The next step is to push the lace through the end of the loop. To do this, wrap the end of the lace over and under one side of the loop such that the end runs through the center of the loop. After getting the end through the center, pull it tight with your fingers so that the knot is finished on that side of the boot. Develop a similar knot on the other side of the boot using the other end of the lace.

You can adjust the knot by loosening or scrunching the wrapped lace. To loosen your boot, pull the wrapped lace-up away from the end of the lace such that it’s loosely wrapped around the lace emerging from the eyelet.
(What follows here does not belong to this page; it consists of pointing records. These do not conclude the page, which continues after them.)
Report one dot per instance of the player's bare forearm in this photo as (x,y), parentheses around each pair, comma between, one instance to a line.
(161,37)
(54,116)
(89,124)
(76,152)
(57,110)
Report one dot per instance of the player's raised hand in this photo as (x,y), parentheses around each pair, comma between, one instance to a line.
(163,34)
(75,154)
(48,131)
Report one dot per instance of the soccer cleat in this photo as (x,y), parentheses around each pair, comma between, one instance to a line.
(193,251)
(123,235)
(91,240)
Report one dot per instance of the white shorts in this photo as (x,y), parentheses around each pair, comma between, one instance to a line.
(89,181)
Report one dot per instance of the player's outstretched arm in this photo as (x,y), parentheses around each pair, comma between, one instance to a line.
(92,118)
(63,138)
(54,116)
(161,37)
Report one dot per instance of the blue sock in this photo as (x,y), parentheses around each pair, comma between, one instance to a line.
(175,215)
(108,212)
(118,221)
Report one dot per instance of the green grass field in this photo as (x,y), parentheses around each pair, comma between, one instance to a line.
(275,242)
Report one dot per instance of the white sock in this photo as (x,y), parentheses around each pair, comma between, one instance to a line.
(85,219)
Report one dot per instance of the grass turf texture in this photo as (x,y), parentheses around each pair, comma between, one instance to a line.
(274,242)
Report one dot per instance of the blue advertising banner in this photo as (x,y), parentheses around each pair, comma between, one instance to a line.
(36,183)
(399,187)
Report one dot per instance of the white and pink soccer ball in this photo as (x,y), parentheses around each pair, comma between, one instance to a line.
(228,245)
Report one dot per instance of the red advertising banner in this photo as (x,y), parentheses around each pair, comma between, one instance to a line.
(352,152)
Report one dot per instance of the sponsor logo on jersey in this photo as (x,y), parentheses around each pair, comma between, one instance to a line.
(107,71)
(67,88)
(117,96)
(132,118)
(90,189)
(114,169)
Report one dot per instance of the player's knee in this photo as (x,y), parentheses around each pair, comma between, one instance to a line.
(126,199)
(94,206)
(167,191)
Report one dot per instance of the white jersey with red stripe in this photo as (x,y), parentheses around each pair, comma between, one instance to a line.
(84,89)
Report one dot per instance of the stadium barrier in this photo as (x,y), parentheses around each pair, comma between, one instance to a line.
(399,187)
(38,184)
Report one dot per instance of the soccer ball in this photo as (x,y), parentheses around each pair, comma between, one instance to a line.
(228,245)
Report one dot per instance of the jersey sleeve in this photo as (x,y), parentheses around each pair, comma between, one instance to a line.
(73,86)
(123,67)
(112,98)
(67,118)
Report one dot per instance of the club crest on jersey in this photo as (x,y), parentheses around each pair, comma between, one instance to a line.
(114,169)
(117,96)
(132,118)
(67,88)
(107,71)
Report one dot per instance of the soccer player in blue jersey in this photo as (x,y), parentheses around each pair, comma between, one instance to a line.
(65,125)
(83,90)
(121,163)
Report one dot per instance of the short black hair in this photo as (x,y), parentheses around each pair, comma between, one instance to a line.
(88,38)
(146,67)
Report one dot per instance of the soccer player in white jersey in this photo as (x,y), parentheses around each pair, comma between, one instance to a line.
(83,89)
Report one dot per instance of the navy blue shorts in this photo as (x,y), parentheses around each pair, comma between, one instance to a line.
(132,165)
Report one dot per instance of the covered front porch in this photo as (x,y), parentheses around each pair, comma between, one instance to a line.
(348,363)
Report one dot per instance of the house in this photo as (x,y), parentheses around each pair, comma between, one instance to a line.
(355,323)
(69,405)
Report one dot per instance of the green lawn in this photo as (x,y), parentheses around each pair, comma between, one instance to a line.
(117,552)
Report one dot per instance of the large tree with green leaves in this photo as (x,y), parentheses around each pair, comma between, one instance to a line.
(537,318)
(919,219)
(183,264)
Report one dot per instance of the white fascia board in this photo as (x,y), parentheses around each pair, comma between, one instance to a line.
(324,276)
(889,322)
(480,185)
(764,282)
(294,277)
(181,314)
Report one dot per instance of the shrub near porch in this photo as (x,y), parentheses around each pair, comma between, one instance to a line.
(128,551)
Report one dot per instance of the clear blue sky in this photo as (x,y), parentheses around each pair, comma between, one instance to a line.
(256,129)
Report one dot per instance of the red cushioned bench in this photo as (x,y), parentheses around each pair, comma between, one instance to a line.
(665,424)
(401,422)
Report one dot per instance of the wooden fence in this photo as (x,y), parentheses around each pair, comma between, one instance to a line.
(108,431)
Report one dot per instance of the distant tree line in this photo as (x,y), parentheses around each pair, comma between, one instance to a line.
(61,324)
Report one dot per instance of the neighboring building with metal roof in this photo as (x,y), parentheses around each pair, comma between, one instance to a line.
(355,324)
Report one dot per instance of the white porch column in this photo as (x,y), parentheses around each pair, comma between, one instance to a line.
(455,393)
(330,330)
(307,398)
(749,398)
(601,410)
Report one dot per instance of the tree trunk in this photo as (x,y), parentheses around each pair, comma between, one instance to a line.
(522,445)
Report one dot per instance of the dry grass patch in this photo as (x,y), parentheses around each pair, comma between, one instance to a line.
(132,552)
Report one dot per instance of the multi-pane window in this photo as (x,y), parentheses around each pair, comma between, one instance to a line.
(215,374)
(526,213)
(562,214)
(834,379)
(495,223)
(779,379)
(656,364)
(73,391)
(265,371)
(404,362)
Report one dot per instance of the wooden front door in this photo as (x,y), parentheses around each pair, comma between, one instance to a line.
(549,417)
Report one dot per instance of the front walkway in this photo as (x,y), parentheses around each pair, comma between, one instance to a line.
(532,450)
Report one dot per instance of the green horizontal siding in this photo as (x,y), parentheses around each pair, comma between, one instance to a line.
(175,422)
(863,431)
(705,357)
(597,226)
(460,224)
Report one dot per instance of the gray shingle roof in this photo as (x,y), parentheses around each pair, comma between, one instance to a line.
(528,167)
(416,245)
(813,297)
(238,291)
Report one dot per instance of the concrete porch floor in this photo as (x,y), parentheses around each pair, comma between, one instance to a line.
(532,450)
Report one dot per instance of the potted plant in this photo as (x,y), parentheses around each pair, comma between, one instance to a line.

To tighten the knot on your duck boots, scrunch the lace wrapped around the loop down toward the end of the lace until it’s fully compacted. To enhance wearability, loosen the knots on each side of the boot, and then tighten the knots again.

Lacing Duck Boots

Put the lace through the inside of the holes at the bottom of the boot. Every end of the lace should be running through a different hole. The idea is to get them through the inside of the holes, not really down through the outside. After getting both ends through, grab an end in each hand and pull them out so there is an equal amount of lace on both sides of the boot.

Grab the left end of the lace through the next hole all the way up on the right side. To do this, push the lace up through the inside of the eyelets, not down through the top. After getting the lace through, use your hand to pull the lace all through.

Grab the right end of the lace through the next hole up on the left side. Put the end of the lace through the inside of the hole, just as you did with the opposite end of the lace. Pull the lace through once the end is through the eyelet. At this point, you should see the starting of a criss-cross pattern on your duck boots.

Keep crossing sides with the laces until you’re done with the whole boot. If you want a looser fitting boot, stop lacing the boot at the second-last hole from the top. If you want the boot to be snug, lace all the way up to the top, until you’ve gone through every hole.

 The Bottom Line

There are many styles of lacing up your duck boots. But the criss-cross and Eastland knots are considered the most prolific. Most people use Criss Cross because it suits almost any style of shoes. However, if you want more freedom in your lace-up style, or have used almost all of your lace, then don’t worry, you can always go with the no-tie style.

You will just need to hang the laces to give your feet more space and cushion. Alternatively, you can tug your jeans in the backside of the flap, so untied lace-ups don’t touch the ground. One thing worth mentioning is that most people run away from lace-up due to the process of tying the shoes and learning the style. But you don’t have to give up on the most stylish footwear while you can just learn the procedure easily.